Hinzu komme die globale Wirtschaftskrise. "In vielen Ländern sinken die wirtschaftlichen Hoffnungen. Deshalb wird sich der Auswanderungsdruck verstärken", prognostiziert der frühere österreichische Vizekanzler und Außenminister. Die CMPD-Experten beobachten, dass sich die illegale Einwanderung nach Europa neue Routen erschließt.

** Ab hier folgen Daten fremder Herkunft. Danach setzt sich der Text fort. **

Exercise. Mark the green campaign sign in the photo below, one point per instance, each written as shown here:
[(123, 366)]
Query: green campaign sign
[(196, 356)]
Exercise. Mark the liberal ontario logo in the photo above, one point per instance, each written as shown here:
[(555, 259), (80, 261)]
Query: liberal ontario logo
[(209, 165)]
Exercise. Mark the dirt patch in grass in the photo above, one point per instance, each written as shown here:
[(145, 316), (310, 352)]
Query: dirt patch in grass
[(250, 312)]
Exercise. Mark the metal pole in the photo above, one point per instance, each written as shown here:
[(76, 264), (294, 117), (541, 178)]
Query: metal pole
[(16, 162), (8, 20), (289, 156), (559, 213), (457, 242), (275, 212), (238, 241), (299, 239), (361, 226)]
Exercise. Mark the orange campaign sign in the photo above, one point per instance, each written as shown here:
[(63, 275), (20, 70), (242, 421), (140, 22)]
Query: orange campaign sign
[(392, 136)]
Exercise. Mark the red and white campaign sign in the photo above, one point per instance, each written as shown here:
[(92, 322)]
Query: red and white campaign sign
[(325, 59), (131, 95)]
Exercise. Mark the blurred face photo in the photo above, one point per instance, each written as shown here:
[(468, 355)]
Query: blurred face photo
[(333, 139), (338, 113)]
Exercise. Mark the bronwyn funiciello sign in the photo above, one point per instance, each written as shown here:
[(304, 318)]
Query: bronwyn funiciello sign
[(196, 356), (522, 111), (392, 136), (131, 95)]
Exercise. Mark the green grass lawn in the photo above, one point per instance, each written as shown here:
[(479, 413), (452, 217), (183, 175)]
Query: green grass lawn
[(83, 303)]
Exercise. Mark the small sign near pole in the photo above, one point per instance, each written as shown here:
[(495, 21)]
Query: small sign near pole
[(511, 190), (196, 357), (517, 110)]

Als Beispiele nennt das ICMPD die Fluchtrouten vom Libanon ins EU-Land Zypern oder von Mauretanien auf die Kanarischen Inseln. Dort sei die Zahl der Flüchtlinge um 900 Prozent gestiegen. In der zentralen Mittelmeerroute über Tunesien legte die Zahl der Flüchtlinge im vergangenen Jahr um 155 Prozent zu. Der Tourismus ist in Tunesien wie auch in anderen nordafrikanischen Staaten wie Marokko und Ägypten sehr stark eingebrochen.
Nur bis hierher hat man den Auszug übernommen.